1km半

 

 1km半。それは彼との距離。自転車で15分くらいでいける。急に呼び出された時は、できるだけ急いで自転車を漕ぐ。寒い日でも行く。

 彼とはセフレの関係だ。わたしが52歳の時に出会った、20歳年下の男。

 若い人が聞いたなら、五十代になってまでセックスをするものかと唖然とするかもしれない。それは実際に年老いた側から言わせてもらうなら、人による、としか言いようがない。

 まるで性欲をなくし、勃起もなかなかせず、性的なことが気持ち悪いと思うようになる初老もいる。もしかしたら、そちらの方が多数派なのかもしれない。

 わたしに関して言えば、相手が望むなら、というスタンスだ。さすがにこちらからはなかなか積極的にアクションできない歳になったという実感はある。相手に気持ち悪がられるのもイヤだし、こちらも若い子から性的な対象として見られることに若干の戸惑いもある。

 彼は時々、本当にたまにだけれど、わたしを誘う。手短なやり取りで彼の部屋に向かう。ろくに挨拶も交わさず、いきなりヤル。

 彼のケツマンコは絡みつくようで、コンドームをつけると萎える歳になったわたしは生で掘ることもある。

 若い頃はナマなんて絶対にありえないと思っていた。けれども、自分が歳を取ると、病気が怖いわけではないけれど、もう逃げ切りの境地もあり、安全そうな相手ならナマで掘ってもいいかと思うことがある。

 基本的にはゴムは着けるが、途中で萎えてしまって、相手が望むならナマで掘ることもある。90年代はまだエイズが死にいたる病気と捉えられていたので、Badiでナマでセックスをした描写をすると、注意されて直されたことがある。あの時代は、HIVへの啓蒙活動が盛んだった時期だ。

 だから、若い世代には、わたしとしてもコンドームをつけてもらいたいと願う。わたしのようにあと何年かしかセックスすることもないような、そして年に飽きるほどはしない歳になったら、あとは自己責任になる。

 けれども、若い世代は性病には気をつけるべきだと、わたしは思う。

 話しを戻すと、あのセフレとは年に3回くらいしか会えない。
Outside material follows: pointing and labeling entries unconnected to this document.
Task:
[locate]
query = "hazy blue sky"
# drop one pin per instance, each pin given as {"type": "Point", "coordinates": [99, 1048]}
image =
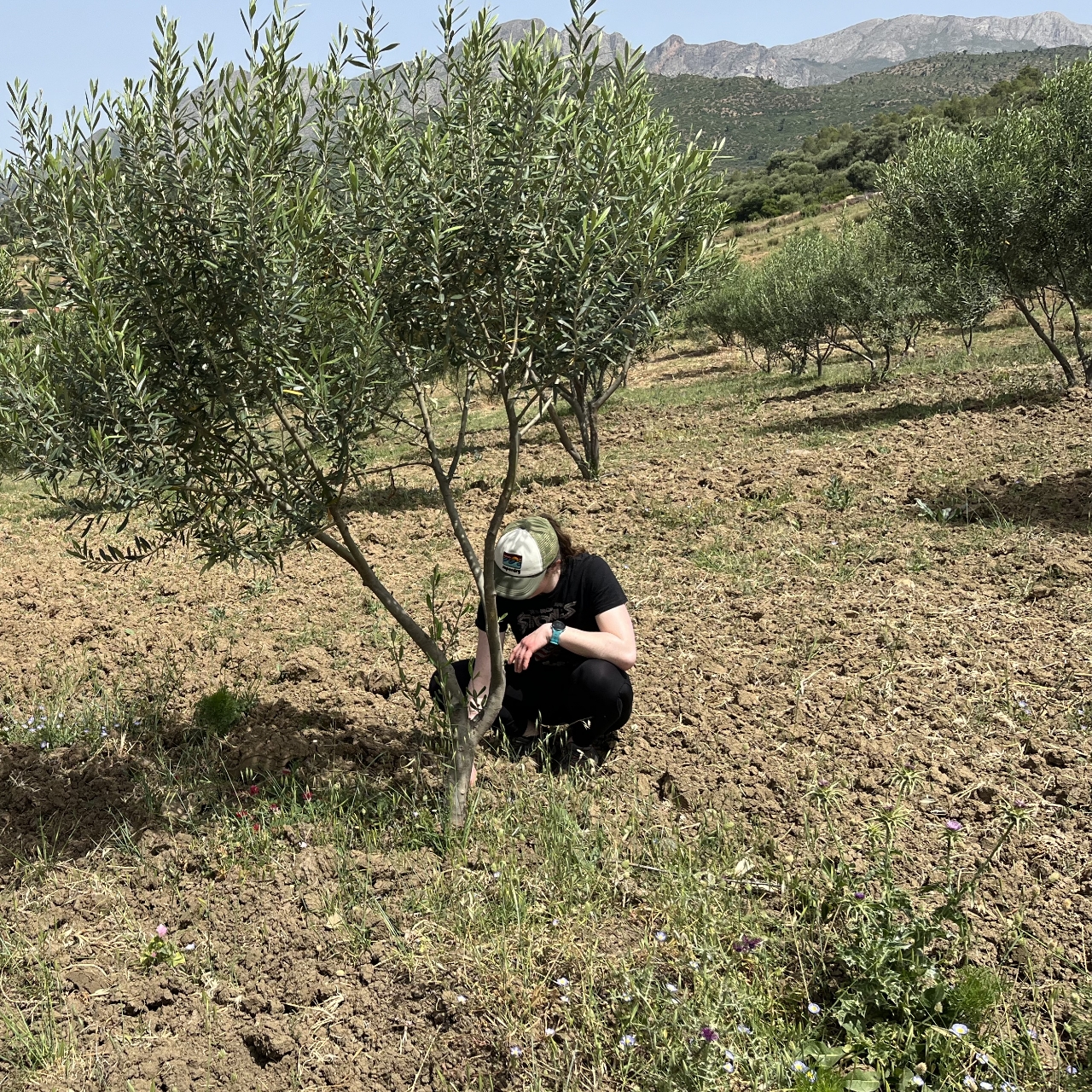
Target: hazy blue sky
{"type": "Point", "coordinates": [59, 45]}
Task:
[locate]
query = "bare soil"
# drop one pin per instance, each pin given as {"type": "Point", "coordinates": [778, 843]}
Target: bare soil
{"type": "Point", "coordinates": [800, 616]}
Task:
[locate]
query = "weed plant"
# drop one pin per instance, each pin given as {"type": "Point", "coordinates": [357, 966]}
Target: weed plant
{"type": "Point", "coordinates": [601, 939]}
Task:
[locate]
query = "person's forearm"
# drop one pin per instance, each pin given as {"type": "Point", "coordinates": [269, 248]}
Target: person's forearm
{"type": "Point", "coordinates": [597, 646]}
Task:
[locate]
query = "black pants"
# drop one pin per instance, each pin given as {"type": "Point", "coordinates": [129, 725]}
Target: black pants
{"type": "Point", "coordinates": [594, 698]}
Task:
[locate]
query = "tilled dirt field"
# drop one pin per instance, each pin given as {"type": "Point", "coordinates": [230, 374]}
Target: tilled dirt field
{"type": "Point", "coordinates": [828, 581]}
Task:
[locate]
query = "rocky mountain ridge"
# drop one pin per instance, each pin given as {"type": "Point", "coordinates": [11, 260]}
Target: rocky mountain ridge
{"type": "Point", "coordinates": [864, 47]}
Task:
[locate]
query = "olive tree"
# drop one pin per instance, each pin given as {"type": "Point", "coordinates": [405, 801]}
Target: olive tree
{"type": "Point", "coordinates": [787, 306]}
{"type": "Point", "coordinates": [1010, 210]}
{"type": "Point", "coordinates": [636, 215]}
{"type": "Point", "coordinates": [242, 279]}
{"type": "Point", "coordinates": [877, 305]}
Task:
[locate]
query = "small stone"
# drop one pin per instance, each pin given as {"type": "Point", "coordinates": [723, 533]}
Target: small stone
{"type": "Point", "coordinates": [269, 1044]}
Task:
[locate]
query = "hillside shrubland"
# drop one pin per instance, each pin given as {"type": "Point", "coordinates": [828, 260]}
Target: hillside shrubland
{"type": "Point", "coordinates": [842, 160]}
{"type": "Point", "coordinates": [753, 118]}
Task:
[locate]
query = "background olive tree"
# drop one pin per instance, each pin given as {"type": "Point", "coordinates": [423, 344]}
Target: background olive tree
{"type": "Point", "coordinates": [1010, 212]}
{"type": "Point", "coordinates": [874, 293]}
{"type": "Point", "coordinates": [262, 270]}
{"type": "Point", "coordinates": [636, 219]}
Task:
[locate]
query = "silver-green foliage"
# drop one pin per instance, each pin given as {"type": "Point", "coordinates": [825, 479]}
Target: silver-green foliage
{"type": "Point", "coordinates": [816, 293]}
{"type": "Point", "coordinates": [200, 356]}
{"type": "Point", "coordinates": [245, 279]}
{"type": "Point", "coordinates": [636, 218]}
{"type": "Point", "coordinates": [1009, 212]}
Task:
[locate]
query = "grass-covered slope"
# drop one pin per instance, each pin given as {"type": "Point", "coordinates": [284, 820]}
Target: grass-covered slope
{"type": "Point", "coordinates": [758, 117]}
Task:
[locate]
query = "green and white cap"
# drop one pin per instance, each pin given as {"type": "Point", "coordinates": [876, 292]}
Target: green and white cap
{"type": "Point", "coordinates": [525, 552]}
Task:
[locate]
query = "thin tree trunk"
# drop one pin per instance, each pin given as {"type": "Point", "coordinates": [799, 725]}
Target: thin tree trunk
{"type": "Point", "coordinates": [461, 443]}
{"type": "Point", "coordinates": [593, 441]}
{"type": "Point", "coordinates": [1046, 340]}
{"type": "Point", "coordinates": [562, 433]}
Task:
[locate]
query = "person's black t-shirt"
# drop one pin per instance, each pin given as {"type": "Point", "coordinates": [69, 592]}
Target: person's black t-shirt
{"type": "Point", "coordinates": [587, 588]}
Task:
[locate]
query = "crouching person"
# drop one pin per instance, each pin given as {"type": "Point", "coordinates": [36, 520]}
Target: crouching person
{"type": "Point", "coordinates": [573, 642]}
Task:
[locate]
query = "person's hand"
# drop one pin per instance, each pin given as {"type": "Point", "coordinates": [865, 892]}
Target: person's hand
{"type": "Point", "coordinates": [520, 656]}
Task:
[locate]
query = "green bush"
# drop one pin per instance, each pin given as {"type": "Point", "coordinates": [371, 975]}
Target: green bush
{"type": "Point", "coordinates": [218, 712]}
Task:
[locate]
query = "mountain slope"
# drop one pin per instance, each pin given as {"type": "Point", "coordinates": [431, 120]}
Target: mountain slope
{"type": "Point", "coordinates": [758, 117]}
{"type": "Point", "coordinates": [866, 47]}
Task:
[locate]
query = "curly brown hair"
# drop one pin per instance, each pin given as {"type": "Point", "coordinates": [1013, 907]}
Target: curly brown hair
{"type": "Point", "coordinates": [566, 549]}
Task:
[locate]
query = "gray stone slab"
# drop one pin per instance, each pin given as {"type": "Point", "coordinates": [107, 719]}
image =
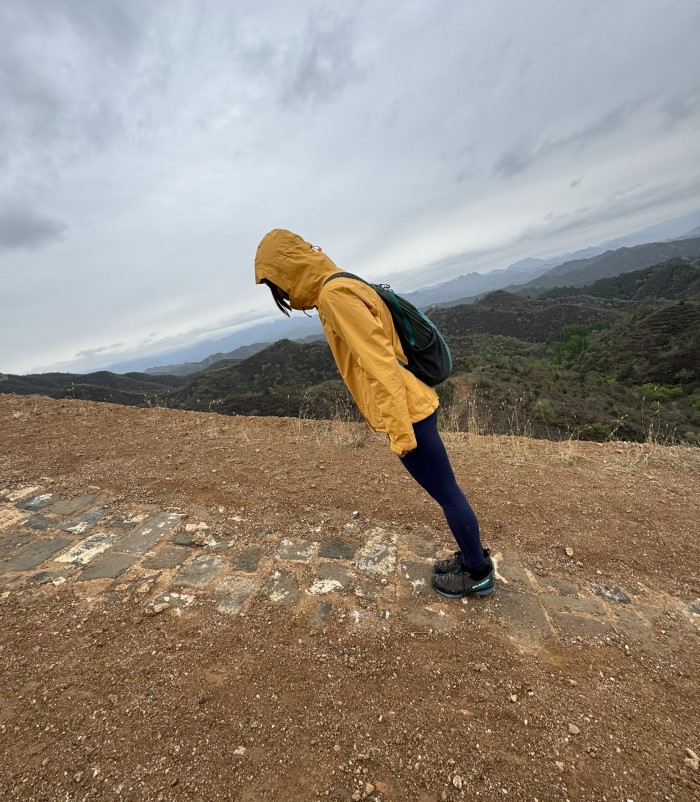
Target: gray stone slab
{"type": "Point", "coordinates": [282, 588]}
{"type": "Point", "coordinates": [183, 538]}
{"type": "Point", "coordinates": [587, 605]}
{"type": "Point", "coordinates": [40, 523]}
{"type": "Point", "coordinates": [39, 502]}
{"type": "Point", "coordinates": [71, 506]}
{"type": "Point", "coordinates": [301, 551]}
{"type": "Point", "coordinates": [122, 522]}
{"type": "Point", "coordinates": [561, 586]}
{"type": "Point", "coordinates": [378, 555]}
{"type": "Point", "coordinates": [166, 557]}
{"type": "Point", "coordinates": [52, 577]}
{"type": "Point", "coordinates": [146, 536]}
{"type": "Point", "coordinates": [108, 566]}
{"type": "Point", "coordinates": [248, 560]}
{"type": "Point", "coordinates": [420, 546]}
{"type": "Point", "coordinates": [12, 541]}
{"type": "Point", "coordinates": [330, 578]}
{"type": "Point", "coordinates": [523, 616]}
{"type": "Point", "coordinates": [336, 549]}
{"type": "Point", "coordinates": [173, 599]}
{"type": "Point", "coordinates": [511, 569]}
{"type": "Point", "coordinates": [85, 521]}
{"type": "Point", "coordinates": [233, 592]}
{"type": "Point", "coordinates": [200, 572]}
{"type": "Point", "coordinates": [32, 555]}
{"type": "Point", "coordinates": [86, 551]}
{"type": "Point", "coordinates": [418, 576]}
{"type": "Point", "coordinates": [610, 593]}
{"type": "Point", "coordinates": [573, 625]}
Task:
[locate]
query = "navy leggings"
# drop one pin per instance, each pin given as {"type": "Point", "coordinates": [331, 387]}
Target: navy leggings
{"type": "Point", "coordinates": [430, 466]}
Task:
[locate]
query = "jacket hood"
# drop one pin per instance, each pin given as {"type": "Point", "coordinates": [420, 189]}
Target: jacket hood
{"type": "Point", "coordinates": [287, 260]}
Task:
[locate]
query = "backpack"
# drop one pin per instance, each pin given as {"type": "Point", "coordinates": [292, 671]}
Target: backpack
{"type": "Point", "coordinates": [428, 354]}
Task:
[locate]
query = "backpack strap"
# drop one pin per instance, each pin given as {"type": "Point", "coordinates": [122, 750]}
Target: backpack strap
{"type": "Point", "coordinates": [388, 296]}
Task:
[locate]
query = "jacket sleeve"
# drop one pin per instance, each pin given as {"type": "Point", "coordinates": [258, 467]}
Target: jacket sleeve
{"type": "Point", "coordinates": [353, 321]}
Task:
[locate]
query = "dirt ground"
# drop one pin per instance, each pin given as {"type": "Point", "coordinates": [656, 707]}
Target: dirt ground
{"type": "Point", "coordinates": [354, 694]}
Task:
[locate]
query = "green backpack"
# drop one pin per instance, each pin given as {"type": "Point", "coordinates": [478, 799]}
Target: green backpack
{"type": "Point", "coordinates": [428, 354]}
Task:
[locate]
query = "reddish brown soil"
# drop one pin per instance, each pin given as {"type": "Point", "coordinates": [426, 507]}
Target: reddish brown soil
{"type": "Point", "coordinates": [100, 700]}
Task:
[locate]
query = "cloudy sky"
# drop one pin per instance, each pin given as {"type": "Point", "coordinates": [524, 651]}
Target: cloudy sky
{"type": "Point", "coordinates": [146, 147]}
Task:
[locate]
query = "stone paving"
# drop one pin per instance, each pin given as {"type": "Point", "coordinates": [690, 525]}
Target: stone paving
{"type": "Point", "coordinates": [175, 563]}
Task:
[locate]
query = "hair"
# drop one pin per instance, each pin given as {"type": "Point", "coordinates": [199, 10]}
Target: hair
{"type": "Point", "coordinates": [280, 297]}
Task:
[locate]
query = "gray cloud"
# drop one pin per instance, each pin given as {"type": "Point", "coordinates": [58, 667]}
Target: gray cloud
{"type": "Point", "coordinates": [325, 63]}
{"type": "Point", "coordinates": [23, 228]}
{"type": "Point", "coordinates": [527, 151]}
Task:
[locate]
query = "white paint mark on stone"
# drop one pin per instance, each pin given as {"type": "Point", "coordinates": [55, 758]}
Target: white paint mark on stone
{"type": "Point", "coordinates": [78, 528]}
{"type": "Point", "coordinates": [196, 527]}
{"type": "Point", "coordinates": [88, 549]}
{"type": "Point", "coordinates": [42, 498]}
{"type": "Point", "coordinates": [322, 586]}
{"type": "Point", "coordinates": [9, 516]}
{"type": "Point", "coordinates": [22, 493]}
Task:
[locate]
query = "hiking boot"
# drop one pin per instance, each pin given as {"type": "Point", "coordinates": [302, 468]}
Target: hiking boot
{"type": "Point", "coordinates": [460, 583]}
{"type": "Point", "coordinates": [456, 563]}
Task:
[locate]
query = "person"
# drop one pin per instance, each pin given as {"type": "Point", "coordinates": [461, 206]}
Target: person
{"type": "Point", "coordinates": [368, 353]}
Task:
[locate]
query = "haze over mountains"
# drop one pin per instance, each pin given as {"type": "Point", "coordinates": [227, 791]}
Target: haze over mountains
{"type": "Point", "coordinates": [462, 289]}
{"type": "Point", "coordinates": [619, 356]}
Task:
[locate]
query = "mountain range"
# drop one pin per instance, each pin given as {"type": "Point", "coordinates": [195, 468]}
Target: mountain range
{"type": "Point", "coordinates": [618, 357]}
{"type": "Point", "coordinates": [462, 289]}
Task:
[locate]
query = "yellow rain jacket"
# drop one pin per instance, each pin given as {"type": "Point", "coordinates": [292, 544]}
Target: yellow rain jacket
{"type": "Point", "coordinates": [359, 330]}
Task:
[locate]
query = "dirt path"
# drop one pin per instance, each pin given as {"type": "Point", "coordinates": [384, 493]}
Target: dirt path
{"type": "Point", "coordinates": [205, 608]}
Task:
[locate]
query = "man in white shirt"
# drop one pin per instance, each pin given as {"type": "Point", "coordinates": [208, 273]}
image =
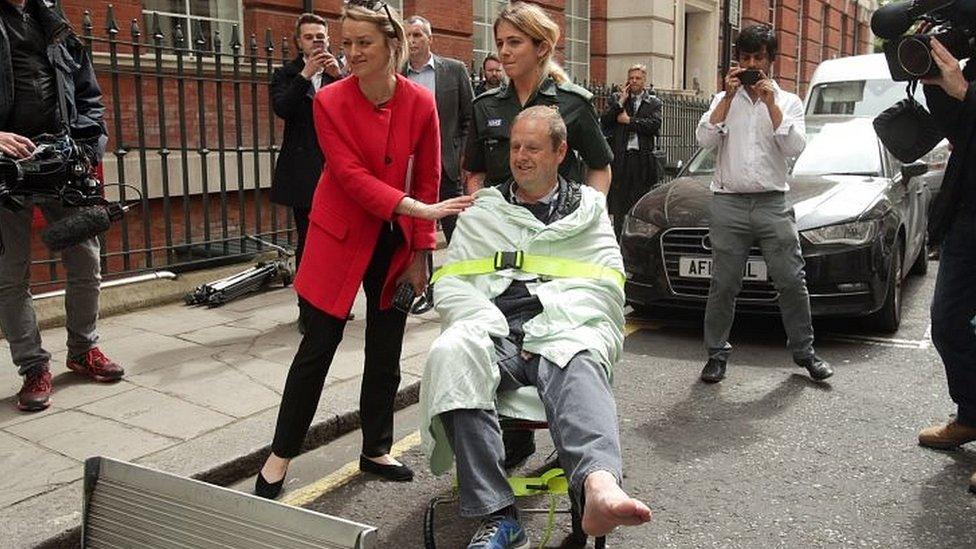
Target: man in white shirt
{"type": "Point", "coordinates": [755, 128]}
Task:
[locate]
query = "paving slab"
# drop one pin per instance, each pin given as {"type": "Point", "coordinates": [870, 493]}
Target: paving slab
{"type": "Point", "coordinates": [145, 352]}
{"type": "Point", "coordinates": [200, 398]}
{"type": "Point", "coordinates": [158, 413]}
{"type": "Point", "coordinates": [269, 374]}
{"type": "Point", "coordinates": [211, 384]}
{"type": "Point", "coordinates": [28, 470]}
{"type": "Point", "coordinates": [79, 436]}
{"type": "Point", "coordinates": [34, 521]}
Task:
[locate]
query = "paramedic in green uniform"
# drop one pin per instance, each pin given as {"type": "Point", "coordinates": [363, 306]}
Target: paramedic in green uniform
{"type": "Point", "coordinates": [525, 38]}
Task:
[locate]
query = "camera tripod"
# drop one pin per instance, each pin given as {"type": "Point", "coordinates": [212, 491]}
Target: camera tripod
{"type": "Point", "coordinates": [218, 292]}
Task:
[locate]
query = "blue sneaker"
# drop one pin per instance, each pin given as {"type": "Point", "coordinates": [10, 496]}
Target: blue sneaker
{"type": "Point", "coordinates": [499, 532]}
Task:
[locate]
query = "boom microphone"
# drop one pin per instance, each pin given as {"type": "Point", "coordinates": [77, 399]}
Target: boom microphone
{"type": "Point", "coordinates": [80, 226]}
{"type": "Point", "coordinates": [893, 20]}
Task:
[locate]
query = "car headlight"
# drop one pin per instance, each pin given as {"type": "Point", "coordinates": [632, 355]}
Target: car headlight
{"type": "Point", "coordinates": [853, 234]}
{"type": "Point", "coordinates": [638, 227]}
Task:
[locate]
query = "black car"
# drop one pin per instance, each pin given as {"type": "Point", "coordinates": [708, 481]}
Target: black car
{"type": "Point", "coordinates": [861, 215]}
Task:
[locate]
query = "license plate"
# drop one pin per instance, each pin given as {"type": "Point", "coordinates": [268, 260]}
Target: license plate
{"type": "Point", "coordinates": [701, 267]}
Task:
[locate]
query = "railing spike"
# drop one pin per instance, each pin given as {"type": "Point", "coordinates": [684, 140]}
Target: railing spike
{"type": "Point", "coordinates": [235, 37]}
{"type": "Point", "coordinates": [157, 28]}
{"type": "Point", "coordinates": [110, 25]}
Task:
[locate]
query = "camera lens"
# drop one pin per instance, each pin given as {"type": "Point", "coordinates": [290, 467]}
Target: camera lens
{"type": "Point", "coordinates": [914, 56]}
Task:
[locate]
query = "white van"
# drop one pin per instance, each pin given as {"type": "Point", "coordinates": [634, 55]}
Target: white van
{"type": "Point", "coordinates": [861, 85]}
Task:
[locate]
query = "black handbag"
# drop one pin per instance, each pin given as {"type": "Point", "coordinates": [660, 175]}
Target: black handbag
{"type": "Point", "coordinates": [907, 128]}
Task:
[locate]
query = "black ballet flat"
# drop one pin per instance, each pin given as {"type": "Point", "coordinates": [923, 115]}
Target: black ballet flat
{"type": "Point", "coordinates": [396, 473]}
{"type": "Point", "coordinates": [267, 490]}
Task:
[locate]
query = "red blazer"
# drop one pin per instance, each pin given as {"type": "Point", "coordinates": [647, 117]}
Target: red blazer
{"type": "Point", "coordinates": [368, 149]}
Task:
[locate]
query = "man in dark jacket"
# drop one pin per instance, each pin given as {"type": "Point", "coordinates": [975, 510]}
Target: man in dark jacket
{"type": "Point", "coordinates": [47, 86]}
{"type": "Point", "coordinates": [633, 120]}
{"type": "Point", "coordinates": [448, 80]}
{"type": "Point", "coordinates": [293, 86]}
{"type": "Point", "coordinates": [952, 100]}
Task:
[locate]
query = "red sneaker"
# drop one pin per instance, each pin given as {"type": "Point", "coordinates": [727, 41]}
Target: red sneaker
{"type": "Point", "coordinates": [96, 365]}
{"type": "Point", "coordinates": [35, 395]}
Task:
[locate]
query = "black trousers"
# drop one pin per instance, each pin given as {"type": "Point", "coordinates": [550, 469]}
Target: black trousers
{"type": "Point", "coordinates": [301, 226]}
{"type": "Point", "coordinates": [381, 376]}
{"type": "Point", "coordinates": [449, 189]}
{"type": "Point", "coordinates": [954, 313]}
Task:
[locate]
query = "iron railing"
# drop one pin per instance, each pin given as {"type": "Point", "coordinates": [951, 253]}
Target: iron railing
{"type": "Point", "coordinates": [192, 130]}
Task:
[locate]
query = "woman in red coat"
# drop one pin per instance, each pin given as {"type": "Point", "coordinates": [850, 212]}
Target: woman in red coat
{"type": "Point", "coordinates": [372, 223]}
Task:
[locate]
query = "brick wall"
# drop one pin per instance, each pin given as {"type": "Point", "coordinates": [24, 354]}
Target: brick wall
{"type": "Point", "coordinates": [819, 39]}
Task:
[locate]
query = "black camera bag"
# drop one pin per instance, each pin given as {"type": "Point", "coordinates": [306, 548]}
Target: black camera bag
{"type": "Point", "coordinates": [908, 129]}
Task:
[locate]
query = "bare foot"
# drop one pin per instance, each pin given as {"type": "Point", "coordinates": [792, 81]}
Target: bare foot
{"type": "Point", "coordinates": [275, 468]}
{"type": "Point", "coordinates": [608, 506]}
{"type": "Point", "coordinates": [385, 459]}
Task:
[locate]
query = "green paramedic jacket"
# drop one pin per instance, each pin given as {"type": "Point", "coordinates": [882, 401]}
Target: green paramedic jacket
{"type": "Point", "coordinates": [579, 314]}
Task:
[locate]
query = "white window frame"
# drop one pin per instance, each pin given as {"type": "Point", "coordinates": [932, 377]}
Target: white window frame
{"type": "Point", "coordinates": [578, 69]}
{"type": "Point", "coordinates": [189, 34]}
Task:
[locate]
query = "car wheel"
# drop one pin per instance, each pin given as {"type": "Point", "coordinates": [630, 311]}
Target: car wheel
{"type": "Point", "coordinates": [888, 317]}
{"type": "Point", "coordinates": [641, 310]}
{"type": "Point", "coordinates": [921, 264]}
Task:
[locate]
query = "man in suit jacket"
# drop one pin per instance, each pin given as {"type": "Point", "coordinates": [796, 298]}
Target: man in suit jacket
{"type": "Point", "coordinates": [293, 86]}
{"type": "Point", "coordinates": [632, 120]}
{"type": "Point", "coordinates": [448, 80]}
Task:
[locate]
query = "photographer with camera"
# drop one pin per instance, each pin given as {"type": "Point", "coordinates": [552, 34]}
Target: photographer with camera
{"type": "Point", "coordinates": [51, 89]}
{"type": "Point", "coordinates": [293, 86]}
{"type": "Point", "coordinates": [951, 97]}
{"type": "Point", "coordinates": [755, 128]}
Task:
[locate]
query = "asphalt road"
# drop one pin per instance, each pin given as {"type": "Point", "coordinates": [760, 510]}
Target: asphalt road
{"type": "Point", "coordinates": [767, 458]}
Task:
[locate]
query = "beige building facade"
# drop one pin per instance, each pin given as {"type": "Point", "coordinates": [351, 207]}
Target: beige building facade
{"type": "Point", "coordinates": [678, 40]}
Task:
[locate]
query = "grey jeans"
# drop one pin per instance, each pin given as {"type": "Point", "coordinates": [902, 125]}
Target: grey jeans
{"type": "Point", "coordinates": [17, 318]}
{"type": "Point", "coordinates": [582, 422]}
{"type": "Point", "coordinates": [738, 221]}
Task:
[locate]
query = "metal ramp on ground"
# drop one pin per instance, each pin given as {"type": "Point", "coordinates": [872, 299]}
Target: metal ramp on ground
{"type": "Point", "coordinates": [131, 506]}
相手の都合もあるのだろうけれど、あの子はわたしよりも若い男が好きだ。

 若干、歳上を望んでいるのだとは聞いたが、わたしのように20歳も上の相手は本当は望んでいないのだろう。

 そして、あの男はたくさんの男たちを部屋に連れ込んでは淫乱なセックスをしている。どうしても男が調達できない時などに、わたしを誘う。

 そうなのだろうと、わたしは思っている。それでもいいとも、思っている。

 なぜわたしがあの男に執着してしまったかというと、ゴムをつけていても勃起するほどケツマンコの具合がよかったし、一度は中で射精できたのだ、ゴムをつけて。

 他の男だと、なかなか射精には至らない。創作の中では歳をとっても最高のセックスをさせるようにしているが、実際に歳をとると、勃起薬を飲んでいても途中で萎えてしまってセックスが成り立たないことが多い。

 1km半のセフレは、一度は射精できた。しかも夢中になって掘り、絶頂の中で最高に気持ちがいい射精ができた。

 他のセフレではなかなかこうはいかないのだ。

 この男とのセックスについては、いずれエロ小説にしようと思っている。

 わたしはこのセフレとヤル時は勃起薬を飲むので、自分が射精した後に何時間も掘ることもある。勃起薬がまだよく効いていたころは、自分が射精したあとでも何時間も勃っていた。

 このセフレは若干太めの体型をしている。顔は丸顔で髪は短い。わたしは素直に可愛いと思う。彼はふくよかで、そしてケツマンコはもちもちとしている。

 まだこのセフレのケツの穴をなめたことはない。もしも今度会う機会があったら、ケツの穴も舐めて味わってみたいと思う。先日会った時は、誰か別の男とやった後に満足がいかずにわたしを呼んだので、誰かのお下がりを抱いた気分になった。だからケツの穴は舐めなかった。次は舐めたいと思う。

 男は誰彼構わず部屋に連れ込む。この男は、セックス以外に何もしていないのだろう。おそらく無職の引きこもりで、アプリを使って男を呼び、セックスばかりしているのだろう。それでもいい、わたしはこの男の可愛らしさに執着を覚える。抱けるだけ抱いて、性処理便所として使い、いずれは会わなくなるだろう。それでいいと、思っている。